De l’écriture de nouvelles (Alfred Jarry est mort) à l’adaptation d’une histoire en bande dessinée (Le Joyau du Pacifique), jusqu’à la parution de nombreux romans à succès (La Pieuvre, L’Aigle noir ou encore Ce qu’il faut de haine, notamment), force est d’admettre que vos méninges sont constamment en activité. D’où vous vient votre inspiration – et votre fascination – pour ces histoires criminelles captivantes?
«Les sources qui nourrissent mes romans sont, je crois, les mêmes que celles de nombre de mes camarades de plume. Il suffit d’ouvrir un journal, d’écouter une conversation dans un café, de prendre la route, de passer un week-end en famille ou avec des amis, pour qu’une idée surgisse de nulle part.»
«De nulle part, en vérité, je l’ignore. J’aime songer que les écrivains, au même titre que les musiciens, les peintres, les sculpteurs, et j’en passe, sont des éponges à émotion aussi bien du côté masculin que féminin. Je mets le mot “émotion” au singulier, parce que, le plus souvent, il s’agit d’un cocktail contradictoire qu’on est en peine de décrire avec précision au moment où il vous saute au visage.»

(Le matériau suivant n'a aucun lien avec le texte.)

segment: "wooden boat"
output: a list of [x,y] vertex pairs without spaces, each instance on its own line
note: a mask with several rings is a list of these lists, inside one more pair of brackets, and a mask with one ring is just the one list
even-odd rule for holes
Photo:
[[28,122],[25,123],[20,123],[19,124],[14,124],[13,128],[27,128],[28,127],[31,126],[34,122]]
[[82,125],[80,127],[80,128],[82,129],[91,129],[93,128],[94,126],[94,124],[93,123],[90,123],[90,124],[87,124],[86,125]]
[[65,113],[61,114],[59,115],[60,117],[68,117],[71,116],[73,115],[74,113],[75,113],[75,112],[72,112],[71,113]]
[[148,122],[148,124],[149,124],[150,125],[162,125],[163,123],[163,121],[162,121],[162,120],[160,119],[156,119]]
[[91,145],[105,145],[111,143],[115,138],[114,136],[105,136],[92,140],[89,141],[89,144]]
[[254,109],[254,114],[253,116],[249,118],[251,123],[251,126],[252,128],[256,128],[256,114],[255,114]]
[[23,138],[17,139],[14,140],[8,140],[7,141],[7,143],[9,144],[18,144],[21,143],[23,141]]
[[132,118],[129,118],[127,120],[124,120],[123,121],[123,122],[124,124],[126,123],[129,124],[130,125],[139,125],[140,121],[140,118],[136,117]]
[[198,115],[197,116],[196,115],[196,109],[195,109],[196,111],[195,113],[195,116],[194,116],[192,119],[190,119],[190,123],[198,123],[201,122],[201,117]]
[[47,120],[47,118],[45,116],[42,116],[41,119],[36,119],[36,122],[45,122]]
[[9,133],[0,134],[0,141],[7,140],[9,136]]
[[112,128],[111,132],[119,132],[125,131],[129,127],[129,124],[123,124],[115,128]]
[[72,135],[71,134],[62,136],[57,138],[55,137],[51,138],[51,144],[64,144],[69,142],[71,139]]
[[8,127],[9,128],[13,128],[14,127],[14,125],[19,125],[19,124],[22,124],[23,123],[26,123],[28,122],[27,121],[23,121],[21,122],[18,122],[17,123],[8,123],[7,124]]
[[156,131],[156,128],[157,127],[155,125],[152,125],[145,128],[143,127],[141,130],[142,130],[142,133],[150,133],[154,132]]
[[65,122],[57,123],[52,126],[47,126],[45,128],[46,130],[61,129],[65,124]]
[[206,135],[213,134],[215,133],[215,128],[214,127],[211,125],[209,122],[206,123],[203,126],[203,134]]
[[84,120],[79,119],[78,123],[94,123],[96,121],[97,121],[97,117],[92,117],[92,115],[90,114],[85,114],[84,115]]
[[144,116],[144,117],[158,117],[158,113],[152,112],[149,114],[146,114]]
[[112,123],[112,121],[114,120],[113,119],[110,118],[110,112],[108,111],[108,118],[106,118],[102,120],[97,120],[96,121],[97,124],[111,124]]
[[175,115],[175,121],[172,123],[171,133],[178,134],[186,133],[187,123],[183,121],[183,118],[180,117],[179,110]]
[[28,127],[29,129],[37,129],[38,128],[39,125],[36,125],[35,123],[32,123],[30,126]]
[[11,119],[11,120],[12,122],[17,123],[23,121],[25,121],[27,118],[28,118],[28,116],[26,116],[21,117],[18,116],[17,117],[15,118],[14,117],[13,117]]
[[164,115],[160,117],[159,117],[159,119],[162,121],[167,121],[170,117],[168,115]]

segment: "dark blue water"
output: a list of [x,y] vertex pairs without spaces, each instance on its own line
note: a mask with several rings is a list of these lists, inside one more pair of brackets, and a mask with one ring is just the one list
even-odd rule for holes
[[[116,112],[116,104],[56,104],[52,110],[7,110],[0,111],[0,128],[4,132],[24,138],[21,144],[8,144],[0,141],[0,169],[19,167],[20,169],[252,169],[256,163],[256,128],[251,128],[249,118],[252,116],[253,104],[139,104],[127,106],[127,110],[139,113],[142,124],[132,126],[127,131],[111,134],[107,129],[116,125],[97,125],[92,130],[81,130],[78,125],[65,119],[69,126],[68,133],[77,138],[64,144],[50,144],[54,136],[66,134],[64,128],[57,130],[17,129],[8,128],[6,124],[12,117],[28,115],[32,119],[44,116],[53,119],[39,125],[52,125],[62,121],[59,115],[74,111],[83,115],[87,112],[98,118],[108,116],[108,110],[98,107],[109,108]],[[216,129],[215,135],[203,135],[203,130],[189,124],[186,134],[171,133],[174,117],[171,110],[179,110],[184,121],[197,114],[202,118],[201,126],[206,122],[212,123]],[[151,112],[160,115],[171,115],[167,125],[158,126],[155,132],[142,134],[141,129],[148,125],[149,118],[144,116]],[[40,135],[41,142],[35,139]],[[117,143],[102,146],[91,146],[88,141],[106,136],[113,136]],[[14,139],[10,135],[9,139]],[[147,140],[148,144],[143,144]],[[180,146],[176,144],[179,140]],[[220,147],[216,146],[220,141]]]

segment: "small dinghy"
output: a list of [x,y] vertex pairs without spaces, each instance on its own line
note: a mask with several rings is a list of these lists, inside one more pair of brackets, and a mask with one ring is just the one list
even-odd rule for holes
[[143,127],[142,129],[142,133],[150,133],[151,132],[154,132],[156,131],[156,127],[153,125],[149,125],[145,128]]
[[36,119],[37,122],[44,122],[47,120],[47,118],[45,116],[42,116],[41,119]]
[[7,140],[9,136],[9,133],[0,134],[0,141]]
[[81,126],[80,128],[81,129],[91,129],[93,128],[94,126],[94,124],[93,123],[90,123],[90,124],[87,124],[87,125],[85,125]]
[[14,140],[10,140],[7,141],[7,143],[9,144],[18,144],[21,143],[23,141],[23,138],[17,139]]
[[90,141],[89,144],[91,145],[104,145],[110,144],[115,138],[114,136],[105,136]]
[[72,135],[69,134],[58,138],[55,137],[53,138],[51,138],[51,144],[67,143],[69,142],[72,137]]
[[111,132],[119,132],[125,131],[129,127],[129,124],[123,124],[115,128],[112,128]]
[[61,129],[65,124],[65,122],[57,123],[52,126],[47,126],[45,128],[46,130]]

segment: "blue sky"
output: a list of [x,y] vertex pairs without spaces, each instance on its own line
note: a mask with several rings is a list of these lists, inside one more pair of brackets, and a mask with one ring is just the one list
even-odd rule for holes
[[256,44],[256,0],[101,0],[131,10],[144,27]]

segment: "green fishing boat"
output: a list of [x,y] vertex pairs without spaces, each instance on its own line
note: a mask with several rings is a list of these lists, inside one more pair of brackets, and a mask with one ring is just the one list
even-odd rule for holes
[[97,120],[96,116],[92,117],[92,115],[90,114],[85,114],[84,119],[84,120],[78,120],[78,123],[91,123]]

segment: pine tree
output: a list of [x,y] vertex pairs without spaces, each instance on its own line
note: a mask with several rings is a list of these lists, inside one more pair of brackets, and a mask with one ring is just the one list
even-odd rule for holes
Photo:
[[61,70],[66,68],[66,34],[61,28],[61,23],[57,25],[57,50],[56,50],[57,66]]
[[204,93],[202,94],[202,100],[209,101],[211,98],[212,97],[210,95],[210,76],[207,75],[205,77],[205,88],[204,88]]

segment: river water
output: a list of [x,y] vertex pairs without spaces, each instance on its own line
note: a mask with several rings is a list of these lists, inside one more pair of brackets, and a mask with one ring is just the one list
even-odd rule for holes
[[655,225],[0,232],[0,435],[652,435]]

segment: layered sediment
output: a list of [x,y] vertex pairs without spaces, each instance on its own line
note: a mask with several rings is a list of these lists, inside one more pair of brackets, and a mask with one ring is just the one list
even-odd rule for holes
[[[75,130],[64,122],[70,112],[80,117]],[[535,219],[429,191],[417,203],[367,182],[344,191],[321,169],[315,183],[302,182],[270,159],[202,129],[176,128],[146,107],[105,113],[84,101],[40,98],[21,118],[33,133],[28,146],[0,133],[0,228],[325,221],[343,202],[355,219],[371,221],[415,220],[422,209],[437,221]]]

«Il faut parfois un peu de temps pour le savourer à sa juste valeur et parvenir à en extraire les saveurs les plus subtiles. J’aime me laisser surprendre par une idée de personnage, de situation ou de coup de théâtre, même s’il ne colle pas au roman que je suis en train d’écrire. Je le mets bien soigneusement de côté, parce que je sais déjà qu’il me servira, à un moment ou à un autre. J’ai, dans mon ordinateur, un dossier spécial fourre-tout où je retourne fouiner à la fin d’un livre, histoire de me remémorer ce qui m’a fait tilter à l’époque.»
«Un autre exercice que j’affectionne est de ramasser un journal abandonné et, parmi toutes les informations étalées dedans, de piocher de quoi construire une intrigue. Ça ne fonctionne pas toujours, mais ça stimule les neurones en période de repos entre deux périodes d’écriture.»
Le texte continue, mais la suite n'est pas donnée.